Bug 26005

Summary: aspell (as used by recoll) is not compatible with aspell-sv, missing file
Product: Mageia Reporter: Morgan Leijström <fri>
Component: RPM PackagesAssignee: David GEIGER <geiger.david68210>
Status: RESOLVED INVALID QA Contact:
Severity: normal    
Priority: Normal CC: dglent, jf
Version: 7Keywords: UPSTREAM
Target Milestone: ---   
Hardware: All   
OS: Linux   
Whiteboard:
Source RPM: recoll-1.25.13-1.mga7.src.rpm CVE:
Status comment:

Description Morgan Leijström 2020-01-02 00:11:45 CET
Version-Release number of selected component (if applicable):
aspell 0.60.8-1.mga7
aspell-sv 0.51.0-17.mga7
recoll-full 1.25.13-1.mga7

I believe the problem is with aspell/aspell-sv, recoll only triggers and detect it per below:

Description of problem & Steps to Reproduce:

1. urpmi recoll-full aspell-sv
2. Start recoll indexing
3. After a while recoll shows a popup message:

" Non-fatal indexing message: 
aspell : aspell dictionary creation command failed: /usr/bin/aspell --lang=swedish --encoding=utf-8 create master /home/morgan/.recoll/aspdict.swedish.rws One possible reason might be missing language data files for lang = swedish. Maybe try to execute the command by hand for a better diag.
   "

Testing that failing command manually:
$ LC_ALL=C /usr/bin/aspell --lang=swedish --encoding=utf-8 create master /home/morgan/.recoll/aspdict.swedish.rws
Error: The language "swedish" is not known. This is probably because: the file "/usr/lib64/aspell-0.60/swedish.dat" can not be opened for reading.

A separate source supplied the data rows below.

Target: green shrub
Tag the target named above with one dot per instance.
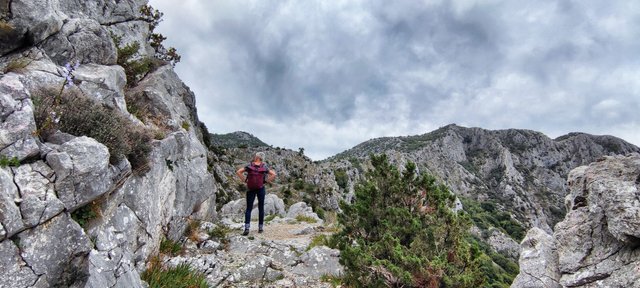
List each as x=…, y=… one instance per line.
x=85, y=214
x=171, y=248
x=334, y=281
x=394, y=235
x=487, y=214
x=185, y=125
x=9, y=162
x=298, y=184
x=341, y=178
x=304, y=218
x=181, y=276
x=318, y=240
x=270, y=217
x=81, y=116
x=17, y=65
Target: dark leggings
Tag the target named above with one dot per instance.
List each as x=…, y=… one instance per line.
x=251, y=196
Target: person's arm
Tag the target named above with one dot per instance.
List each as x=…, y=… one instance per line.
x=240, y=174
x=271, y=176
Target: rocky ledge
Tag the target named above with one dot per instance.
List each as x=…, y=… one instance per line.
x=598, y=242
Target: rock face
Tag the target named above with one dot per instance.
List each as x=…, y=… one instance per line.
x=598, y=243
x=70, y=217
x=523, y=171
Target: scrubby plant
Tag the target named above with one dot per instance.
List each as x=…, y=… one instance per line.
x=401, y=231
x=487, y=214
x=72, y=112
x=171, y=248
x=17, y=65
x=319, y=240
x=135, y=67
x=341, y=178
x=305, y=218
x=154, y=17
x=181, y=276
x=185, y=125
x=85, y=214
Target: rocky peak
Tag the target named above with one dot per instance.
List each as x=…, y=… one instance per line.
x=597, y=244
x=522, y=170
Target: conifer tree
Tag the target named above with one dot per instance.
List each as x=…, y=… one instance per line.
x=401, y=231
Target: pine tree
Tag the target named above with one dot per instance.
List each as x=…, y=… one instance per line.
x=401, y=231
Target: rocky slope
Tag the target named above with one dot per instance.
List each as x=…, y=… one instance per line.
x=598, y=243
x=70, y=217
x=236, y=139
x=522, y=171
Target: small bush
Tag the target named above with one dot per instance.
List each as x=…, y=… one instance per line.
x=17, y=65
x=171, y=248
x=341, y=178
x=304, y=218
x=181, y=276
x=85, y=214
x=82, y=116
x=318, y=240
x=185, y=125
x=298, y=184
x=9, y=162
x=192, y=230
x=270, y=218
x=334, y=281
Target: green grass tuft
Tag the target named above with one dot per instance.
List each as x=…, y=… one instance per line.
x=181, y=276
x=304, y=218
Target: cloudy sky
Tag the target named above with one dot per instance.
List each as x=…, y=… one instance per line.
x=327, y=75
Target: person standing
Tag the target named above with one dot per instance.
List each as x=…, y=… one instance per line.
x=257, y=174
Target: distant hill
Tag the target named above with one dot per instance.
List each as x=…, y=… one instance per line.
x=236, y=139
x=524, y=172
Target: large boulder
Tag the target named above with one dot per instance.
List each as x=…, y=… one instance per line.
x=82, y=171
x=83, y=40
x=302, y=209
x=10, y=217
x=598, y=243
x=17, y=124
x=538, y=261
x=39, y=202
x=56, y=251
x=235, y=209
x=15, y=272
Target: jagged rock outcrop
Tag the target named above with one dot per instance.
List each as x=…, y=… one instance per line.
x=69, y=215
x=523, y=171
x=598, y=243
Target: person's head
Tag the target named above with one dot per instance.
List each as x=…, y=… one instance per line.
x=259, y=155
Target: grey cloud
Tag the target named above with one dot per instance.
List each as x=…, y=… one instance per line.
x=411, y=65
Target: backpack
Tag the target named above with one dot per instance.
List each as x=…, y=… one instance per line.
x=255, y=176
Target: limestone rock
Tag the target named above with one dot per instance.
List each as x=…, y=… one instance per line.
x=16, y=120
x=597, y=243
x=103, y=83
x=318, y=261
x=10, y=217
x=15, y=272
x=39, y=201
x=82, y=171
x=538, y=261
x=83, y=40
x=301, y=209
x=503, y=244
x=235, y=209
x=56, y=250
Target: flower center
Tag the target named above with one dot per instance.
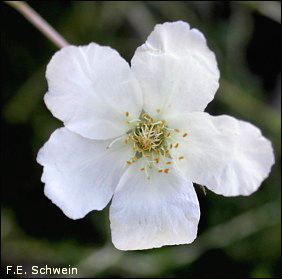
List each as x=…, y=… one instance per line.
x=149, y=136
x=152, y=140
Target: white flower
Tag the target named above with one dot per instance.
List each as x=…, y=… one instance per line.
x=138, y=135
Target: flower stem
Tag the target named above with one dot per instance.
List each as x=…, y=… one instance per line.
x=43, y=26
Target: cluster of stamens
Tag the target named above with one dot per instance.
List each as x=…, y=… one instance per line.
x=149, y=140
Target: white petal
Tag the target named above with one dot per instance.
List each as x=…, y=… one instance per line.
x=151, y=213
x=229, y=156
x=80, y=174
x=90, y=90
x=176, y=69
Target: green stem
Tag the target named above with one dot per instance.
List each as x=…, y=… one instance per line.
x=43, y=26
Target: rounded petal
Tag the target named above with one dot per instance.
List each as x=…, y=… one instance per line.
x=80, y=174
x=176, y=69
x=90, y=88
x=151, y=213
x=228, y=156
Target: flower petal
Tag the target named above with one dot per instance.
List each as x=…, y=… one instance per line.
x=90, y=89
x=80, y=174
x=228, y=156
x=151, y=213
x=176, y=69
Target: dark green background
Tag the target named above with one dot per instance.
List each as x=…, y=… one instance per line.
x=238, y=237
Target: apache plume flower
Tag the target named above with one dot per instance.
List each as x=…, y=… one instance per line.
x=138, y=135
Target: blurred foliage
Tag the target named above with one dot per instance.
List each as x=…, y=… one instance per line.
x=238, y=237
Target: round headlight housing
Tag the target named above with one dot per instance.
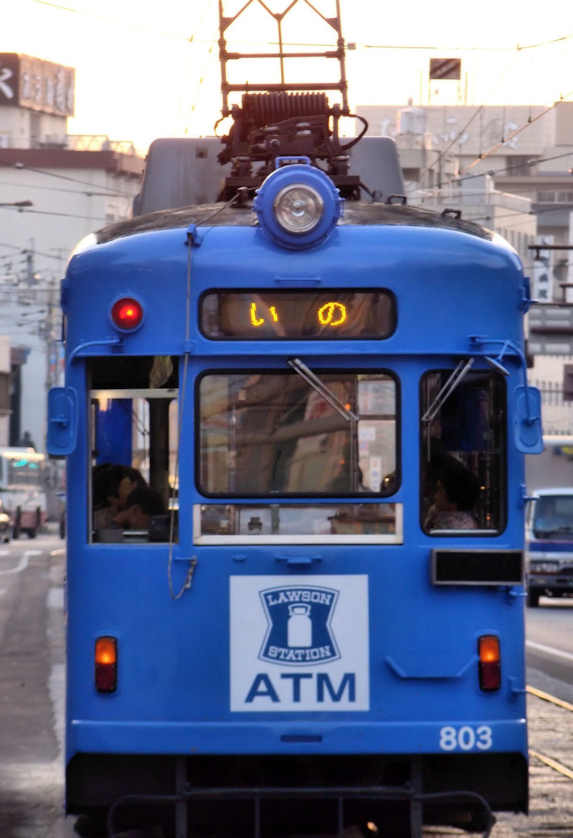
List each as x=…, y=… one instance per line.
x=298, y=208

Simple attempt to workaround by making a soft link:
# cd /usr/lib64/aspell-0.60/
# ln -s sv.dat swedish.dat
=> Result:
Now aspell simply get stuck consuming no CPU, have to kill it by ctrl-C
Comment 1 Lewis Smith 2020-01-02 22:01:00 CET
Since aspell is widely used, I think it better to stick this one on recoll at least for starters. aspell might indeed be the culprit.

Assigning to DavidG as the main committer; CC Dimitrios as the registered maintainer, for his opinion.

Source RPM: aspell-sv => recoll-1.25.13-1.mga7.src.rpm
Assignee: bugsquad => geiger.david68210
CC: (none) => dglent

Comment 2 David GEIGER 2020-01-31 09:30:41 CET
I think it would be better to file a new bug upstream:

https://opensourceprojects.eu/p/recoll1/tickets/
Comment 3 Morgan Leijström 2020-01-31 10:52:48 CET
Done now: https://opensourceprojects.eu/p/recoll1/tickets/126/

Keywords: (none) => UPSTREAM

Comment 4 Jean-Francois Dockes 2020-02-25 15:30:23 CET
Responding here instead of on opensourceprojects as the latter site has "issues".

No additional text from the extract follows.